If you are a graduate student in a library science, archives, or rare books program or have entered the profession within the previous three years, we invite you to submit your papers on topics related to archives, rare books, or special collections for presentation at the conference.  The conference theme of “Preserving our Cultural Heritage” can be interpreted broadly; we welcome papers on diverse topics within the field.  In addition to paper sessions, the two-day conference will include a workshop and tours of Indiana University special collections and repositories.

Each paper session will be an hour long and will include two presenters. Each presenter will have approximately 20 to 25 minutes to speak, and the session will conclude with a ten to fifteen minute period for questions and answers.

To be considered as a presenter, please submit your paper (or, if your paper is not yet complete, an abstract of 150 to 200 words and a working title) to iusaaconference@gmail.com by Friday, December 3, 2010. Along with your paper or abstract, please include your name, email address, institutional affiliation, and any audio/visual needs you may have.

The papers will be discussed and voted on in a blind judging process and you will receive an acceptance or rejection by the end of December. If you have only submitted an abstract, your acceptance will be conditional. You will be required to submit the completed paper by mid-February to have your acceptance finalized.

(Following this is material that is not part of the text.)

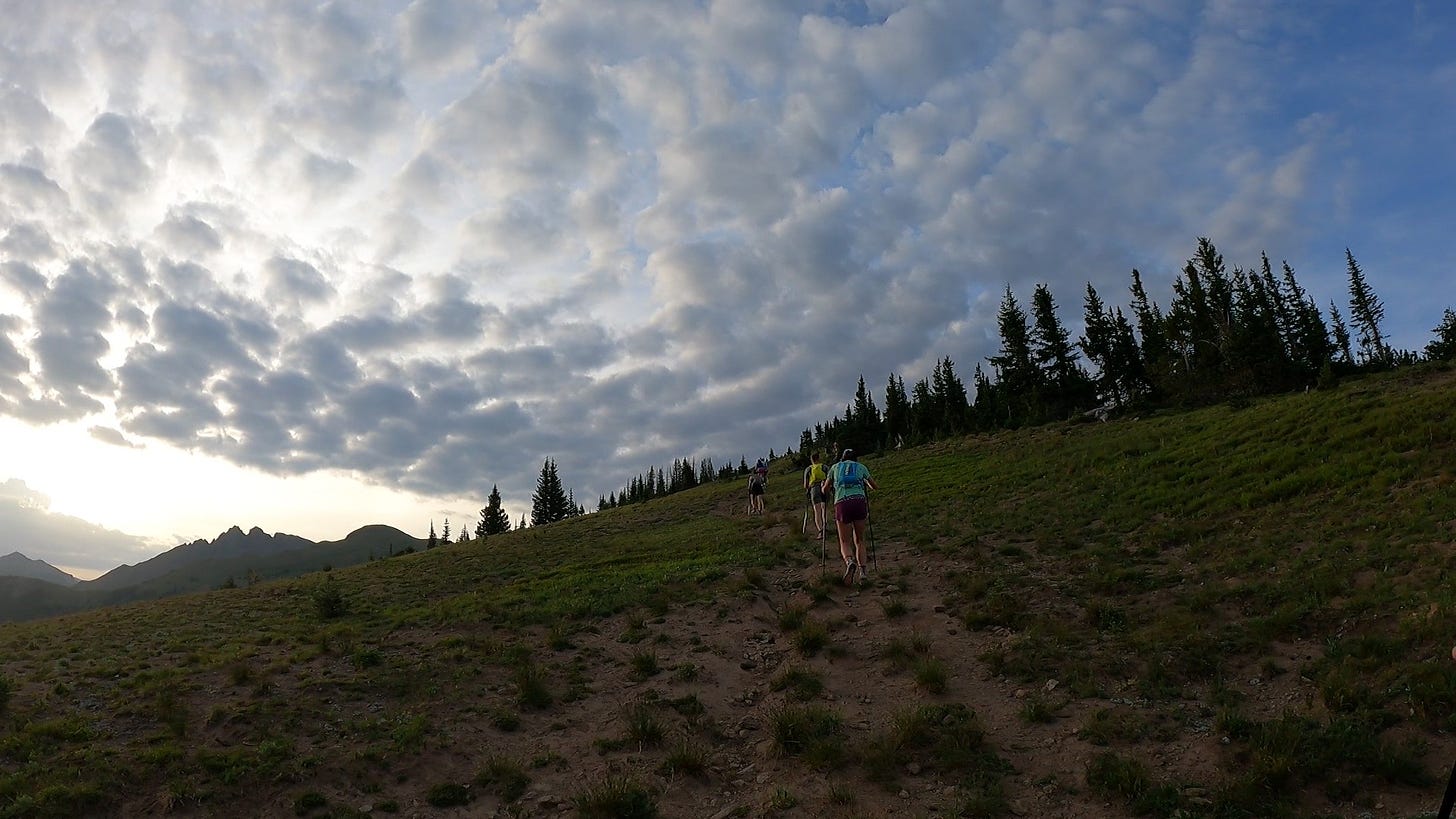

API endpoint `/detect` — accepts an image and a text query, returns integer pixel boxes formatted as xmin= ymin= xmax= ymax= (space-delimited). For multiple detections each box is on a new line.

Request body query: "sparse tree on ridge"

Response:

If your paper is accepted, you will be sent a more detailed registration form. At that time, you will also be asked to submit a registration fee of $30 to cover the meals provided during the conference. More details about meals, accommodations available in Bloomington, and other logistics will also be provided at this time.  For more information on our previous conference, please visit http://www.indiana.edu/~saarchiv/gradconference2010.html, and feel free to send any questions you may have to iusaaconference@gmail.com.

We look forward to receiving your submissions!